調査によると、全体の求人に占める新卒枠の割合も29%から25%に縮小。業種別では、小売業が78.2%と最も大きく落ち込み、物流、倉庫、管理職もそれに続いた。さらに、ITや会計・金融といったホワイトカラー分野でも新卒枠は半減しており、幅広い業界でAIの影響が出ている。
一方、全体の求人数は同期間に0.5%増加しており、3カ月連続で成長を記録。それにもかかわらず新卒求人だけが減っていることから、Adzunaは「AIによる新卒レベルの業務の代替が加速している」と分析。平均年収は1年前に比べて9.4%上昇し、コスト圧力も影響していると指摘した。
Adzunaのデータ責任者であるジェームズ・ニーブ氏は「経済の不確実性に加え、AIが新卒雇用の減少に拍車をかけている」と述べ、「企業側には国民保険料の負担増、新たな雇用規制など、人材採用に対するブレーキ要因が増えている」と説明した。

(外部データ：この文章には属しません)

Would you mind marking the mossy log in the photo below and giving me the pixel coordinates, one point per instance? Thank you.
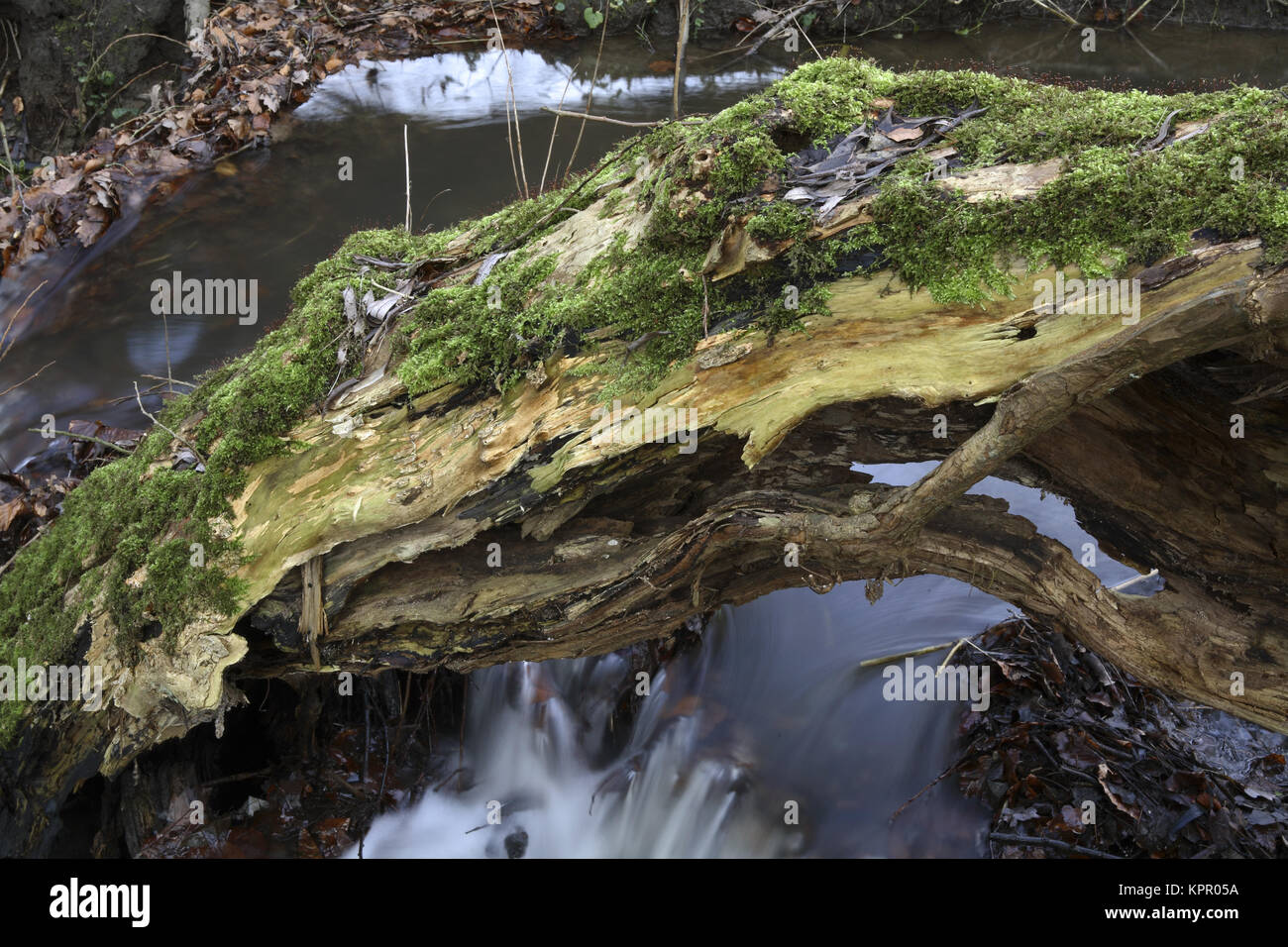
(471, 519)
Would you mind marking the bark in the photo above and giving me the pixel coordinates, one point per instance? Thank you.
(374, 547)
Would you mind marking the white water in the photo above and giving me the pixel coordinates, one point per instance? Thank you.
(772, 710)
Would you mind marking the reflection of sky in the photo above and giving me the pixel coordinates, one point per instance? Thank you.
(147, 348)
(1051, 514)
(472, 88)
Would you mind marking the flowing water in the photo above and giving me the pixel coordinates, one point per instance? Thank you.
(772, 716)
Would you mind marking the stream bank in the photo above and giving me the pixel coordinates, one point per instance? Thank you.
(717, 367)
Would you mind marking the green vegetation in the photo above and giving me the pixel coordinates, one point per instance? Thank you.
(125, 538)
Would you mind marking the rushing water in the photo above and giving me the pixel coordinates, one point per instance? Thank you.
(773, 710)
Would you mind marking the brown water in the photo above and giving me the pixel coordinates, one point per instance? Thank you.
(806, 725)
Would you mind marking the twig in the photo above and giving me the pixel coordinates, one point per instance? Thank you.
(176, 437)
(171, 380)
(585, 116)
(541, 184)
(682, 40)
(1137, 12)
(1051, 843)
(590, 93)
(84, 437)
(914, 652)
(20, 384)
(773, 27)
(511, 97)
(14, 318)
(1056, 11)
(1128, 582)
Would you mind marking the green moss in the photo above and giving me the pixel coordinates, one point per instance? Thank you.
(127, 534)
(129, 531)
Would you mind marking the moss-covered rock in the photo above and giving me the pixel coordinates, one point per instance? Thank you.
(618, 254)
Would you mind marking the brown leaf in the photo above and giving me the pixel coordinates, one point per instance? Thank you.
(1116, 797)
(11, 510)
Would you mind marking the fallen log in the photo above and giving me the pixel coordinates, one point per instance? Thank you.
(601, 414)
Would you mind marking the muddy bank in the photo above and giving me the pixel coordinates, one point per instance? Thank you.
(249, 64)
(841, 21)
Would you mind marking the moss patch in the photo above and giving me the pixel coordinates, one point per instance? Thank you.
(125, 538)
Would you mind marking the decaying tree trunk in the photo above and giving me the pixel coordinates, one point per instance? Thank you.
(462, 530)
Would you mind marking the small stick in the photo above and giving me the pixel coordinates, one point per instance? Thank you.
(541, 184)
(84, 437)
(604, 118)
(20, 384)
(1050, 843)
(171, 380)
(176, 437)
(888, 659)
(590, 93)
(1131, 581)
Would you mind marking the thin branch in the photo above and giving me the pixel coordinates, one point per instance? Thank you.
(84, 437)
(20, 384)
(550, 149)
(176, 437)
(1050, 843)
(585, 116)
(590, 93)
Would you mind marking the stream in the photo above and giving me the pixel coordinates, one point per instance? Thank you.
(772, 715)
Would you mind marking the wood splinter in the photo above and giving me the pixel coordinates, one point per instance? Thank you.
(312, 613)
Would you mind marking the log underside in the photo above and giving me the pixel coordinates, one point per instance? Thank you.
(395, 502)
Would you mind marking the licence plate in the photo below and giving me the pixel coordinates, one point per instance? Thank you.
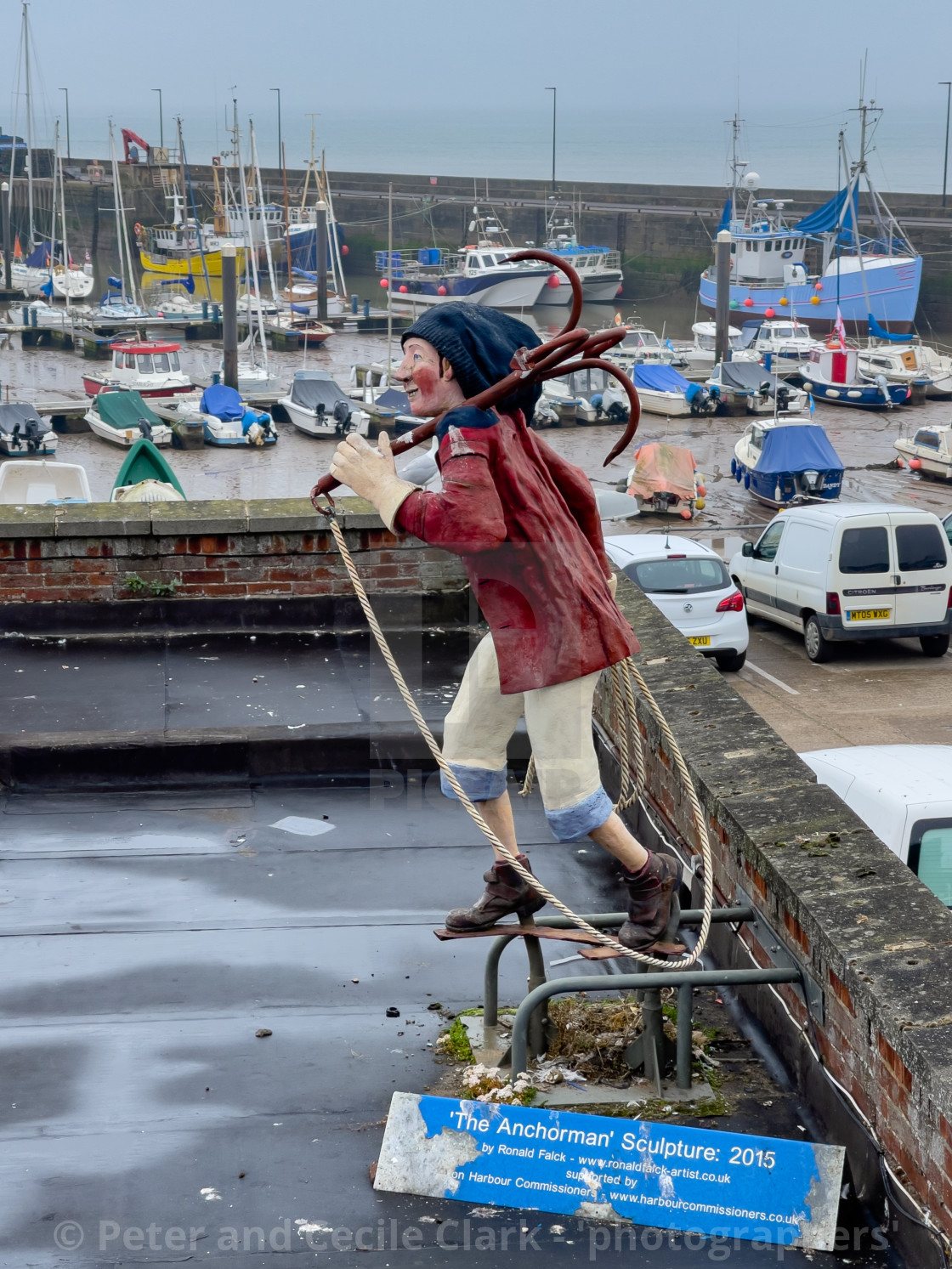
(869, 615)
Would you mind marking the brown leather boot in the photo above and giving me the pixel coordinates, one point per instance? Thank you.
(650, 893)
(506, 892)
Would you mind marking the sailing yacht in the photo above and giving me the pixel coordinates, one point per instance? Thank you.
(821, 263)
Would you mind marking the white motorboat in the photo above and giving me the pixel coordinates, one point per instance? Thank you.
(748, 388)
(319, 407)
(599, 269)
(700, 357)
(476, 273)
(23, 432)
(929, 450)
(123, 417)
(25, 483)
(923, 368)
(147, 367)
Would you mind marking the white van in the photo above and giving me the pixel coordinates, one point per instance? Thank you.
(854, 571)
(903, 793)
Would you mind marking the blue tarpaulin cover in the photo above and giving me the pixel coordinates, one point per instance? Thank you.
(223, 401)
(660, 378)
(799, 448)
(828, 216)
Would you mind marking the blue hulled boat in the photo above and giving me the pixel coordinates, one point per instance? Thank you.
(785, 463)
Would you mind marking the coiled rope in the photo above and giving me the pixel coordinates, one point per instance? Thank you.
(623, 700)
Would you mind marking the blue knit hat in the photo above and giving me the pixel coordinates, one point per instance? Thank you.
(479, 343)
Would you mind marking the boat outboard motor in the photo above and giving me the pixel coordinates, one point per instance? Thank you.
(342, 416)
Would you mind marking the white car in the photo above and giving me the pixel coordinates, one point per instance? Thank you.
(903, 793)
(691, 586)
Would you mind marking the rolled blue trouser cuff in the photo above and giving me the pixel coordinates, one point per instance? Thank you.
(574, 823)
(478, 783)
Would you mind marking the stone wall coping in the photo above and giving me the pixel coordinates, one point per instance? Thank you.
(180, 519)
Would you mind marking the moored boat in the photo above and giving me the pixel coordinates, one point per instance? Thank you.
(123, 417)
(146, 367)
(833, 376)
(144, 476)
(23, 432)
(785, 463)
(319, 407)
(36, 481)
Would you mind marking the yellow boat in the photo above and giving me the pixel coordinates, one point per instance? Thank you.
(173, 250)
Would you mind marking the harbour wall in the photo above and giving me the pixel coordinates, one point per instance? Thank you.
(664, 232)
(874, 943)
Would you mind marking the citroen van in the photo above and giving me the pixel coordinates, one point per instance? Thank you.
(851, 571)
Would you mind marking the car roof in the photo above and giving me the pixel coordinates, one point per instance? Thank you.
(651, 546)
(849, 510)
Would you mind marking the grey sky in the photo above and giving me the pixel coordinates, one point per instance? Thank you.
(419, 85)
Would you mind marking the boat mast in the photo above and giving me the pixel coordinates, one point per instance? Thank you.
(30, 123)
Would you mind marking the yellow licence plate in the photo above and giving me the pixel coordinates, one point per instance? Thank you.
(869, 615)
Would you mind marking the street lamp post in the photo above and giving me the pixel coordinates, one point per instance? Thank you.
(67, 122)
(162, 130)
(555, 94)
(947, 85)
(280, 149)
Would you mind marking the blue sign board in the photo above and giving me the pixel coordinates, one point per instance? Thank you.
(761, 1188)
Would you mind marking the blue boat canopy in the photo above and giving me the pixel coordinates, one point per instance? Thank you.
(828, 216)
(223, 401)
(659, 378)
(797, 448)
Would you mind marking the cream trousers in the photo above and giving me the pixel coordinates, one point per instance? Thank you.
(558, 721)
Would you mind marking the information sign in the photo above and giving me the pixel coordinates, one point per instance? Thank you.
(764, 1189)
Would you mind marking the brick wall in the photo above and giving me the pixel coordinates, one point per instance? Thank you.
(876, 942)
(108, 553)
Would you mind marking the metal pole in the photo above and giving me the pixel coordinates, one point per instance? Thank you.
(280, 147)
(947, 85)
(722, 269)
(321, 262)
(628, 983)
(67, 122)
(555, 95)
(5, 200)
(162, 130)
(229, 314)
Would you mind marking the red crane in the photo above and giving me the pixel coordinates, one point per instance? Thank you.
(130, 137)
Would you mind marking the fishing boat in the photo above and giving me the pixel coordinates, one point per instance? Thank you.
(319, 407)
(23, 432)
(122, 417)
(786, 463)
(26, 483)
(478, 273)
(833, 376)
(599, 269)
(231, 422)
(929, 450)
(926, 372)
(144, 476)
(661, 390)
(147, 367)
(823, 263)
(666, 480)
(749, 388)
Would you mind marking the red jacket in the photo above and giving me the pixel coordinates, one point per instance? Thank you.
(525, 523)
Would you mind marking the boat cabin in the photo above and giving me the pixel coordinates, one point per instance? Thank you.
(834, 365)
(135, 360)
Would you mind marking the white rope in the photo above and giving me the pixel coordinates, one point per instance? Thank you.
(628, 718)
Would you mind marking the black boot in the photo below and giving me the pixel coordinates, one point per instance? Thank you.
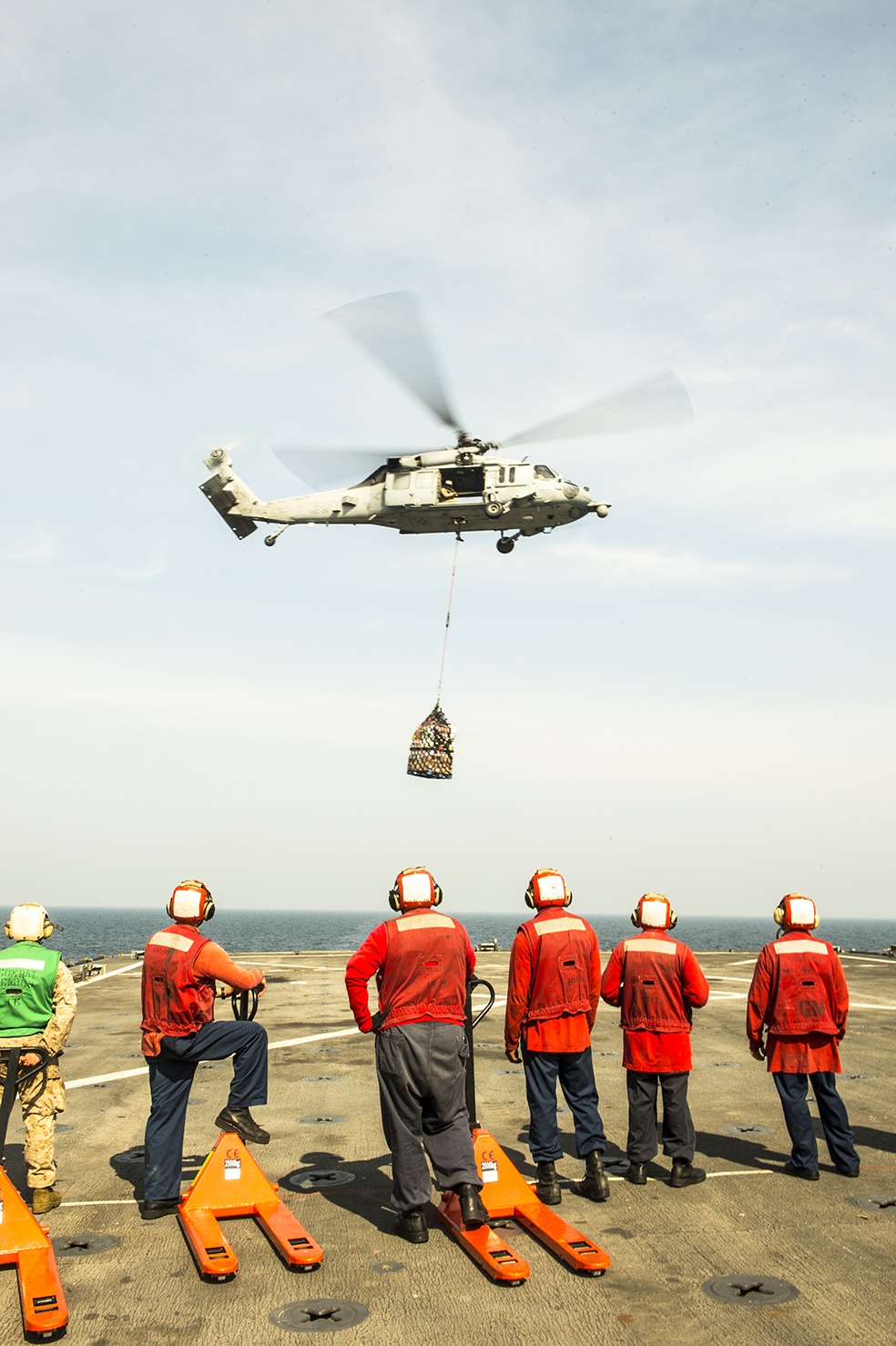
(473, 1213)
(412, 1227)
(548, 1185)
(636, 1173)
(685, 1174)
(157, 1208)
(244, 1124)
(595, 1185)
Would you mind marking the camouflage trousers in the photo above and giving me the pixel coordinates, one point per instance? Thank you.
(39, 1115)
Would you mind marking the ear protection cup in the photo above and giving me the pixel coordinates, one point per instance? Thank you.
(794, 912)
(654, 900)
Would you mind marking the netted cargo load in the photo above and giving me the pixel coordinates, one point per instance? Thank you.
(433, 748)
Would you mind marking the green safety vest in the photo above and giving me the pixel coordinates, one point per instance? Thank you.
(27, 980)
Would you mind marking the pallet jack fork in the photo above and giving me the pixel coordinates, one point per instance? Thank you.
(507, 1196)
(231, 1183)
(23, 1241)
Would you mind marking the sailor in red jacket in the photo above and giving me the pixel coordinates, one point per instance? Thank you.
(799, 996)
(422, 962)
(179, 972)
(552, 999)
(657, 982)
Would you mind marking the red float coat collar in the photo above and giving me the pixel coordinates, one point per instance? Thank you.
(424, 974)
(798, 988)
(175, 1002)
(657, 982)
(560, 949)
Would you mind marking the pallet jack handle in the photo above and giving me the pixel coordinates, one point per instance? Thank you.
(468, 1028)
(239, 1003)
(17, 1076)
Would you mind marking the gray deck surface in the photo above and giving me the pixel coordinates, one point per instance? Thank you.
(665, 1244)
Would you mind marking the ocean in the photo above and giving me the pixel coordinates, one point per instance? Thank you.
(104, 932)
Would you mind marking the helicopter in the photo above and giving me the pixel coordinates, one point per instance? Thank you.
(467, 486)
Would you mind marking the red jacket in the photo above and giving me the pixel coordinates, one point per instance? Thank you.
(175, 1002)
(555, 974)
(799, 993)
(657, 982)
(179, 972)
(422, 962)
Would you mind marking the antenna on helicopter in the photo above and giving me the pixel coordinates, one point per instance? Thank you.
(433, 746)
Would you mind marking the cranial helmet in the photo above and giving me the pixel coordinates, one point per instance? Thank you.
(28, 921)
(654, 913)
(546, 889)
(797, 913)
(414, 890)
(191, 902)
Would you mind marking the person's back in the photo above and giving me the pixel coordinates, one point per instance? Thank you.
(552, 999)
(657, 984)
(179, 974)
(797, 1013)
(422, 962)
(38, 1004)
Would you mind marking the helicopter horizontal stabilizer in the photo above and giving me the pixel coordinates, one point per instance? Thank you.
(226, 493)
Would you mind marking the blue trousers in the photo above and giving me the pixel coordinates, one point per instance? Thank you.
(841, 1143)
(576, 1075)
(679, 1139)
(169, 1081)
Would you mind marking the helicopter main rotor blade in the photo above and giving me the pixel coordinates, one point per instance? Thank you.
(656, 402)
(389, 329)
(326, 467)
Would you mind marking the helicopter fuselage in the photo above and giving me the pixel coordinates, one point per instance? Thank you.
(440, 492)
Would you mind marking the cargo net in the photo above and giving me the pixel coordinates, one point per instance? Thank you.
(433, 748)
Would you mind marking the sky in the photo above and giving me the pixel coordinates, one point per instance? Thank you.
(693, 695)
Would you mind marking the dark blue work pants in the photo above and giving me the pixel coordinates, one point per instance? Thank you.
(169, 1081)
(678, 1134)
(841, 1143)
(576, 1075)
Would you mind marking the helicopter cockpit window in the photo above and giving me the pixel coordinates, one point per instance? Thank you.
(375, 478)
(462, 481)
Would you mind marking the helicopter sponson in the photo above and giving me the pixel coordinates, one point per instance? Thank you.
(451, 490)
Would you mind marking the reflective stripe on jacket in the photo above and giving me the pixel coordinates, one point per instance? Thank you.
(561, 949)
(424, 974)
(657, 982)
(175, 1002)
(27, 980)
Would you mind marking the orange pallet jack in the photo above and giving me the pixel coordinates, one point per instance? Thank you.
(23, 1241)
(507, 1196)
(230, 1183)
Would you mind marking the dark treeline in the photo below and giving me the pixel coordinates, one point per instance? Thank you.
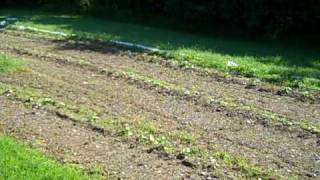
(259, 17)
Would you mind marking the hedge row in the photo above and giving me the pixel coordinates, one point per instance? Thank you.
(273, 17)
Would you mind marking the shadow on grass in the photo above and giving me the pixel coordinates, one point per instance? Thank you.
(281, 62)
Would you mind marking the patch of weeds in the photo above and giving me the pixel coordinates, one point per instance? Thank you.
(183, 137)
(35, 99)
(211, 101)
(9, 64)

実際にAIを活用した人員削減方針を公表する企業も続出している。通信大手BTは2030年までに1万人分の業務をAIで置き換えると明言。今月、同社CEOのアリソン・カークビー氏は「想定以上に削減できる可能性もある」と語った。また、アマゾンもAIの広範な導入によって多数の職が消失するとの見方を示している。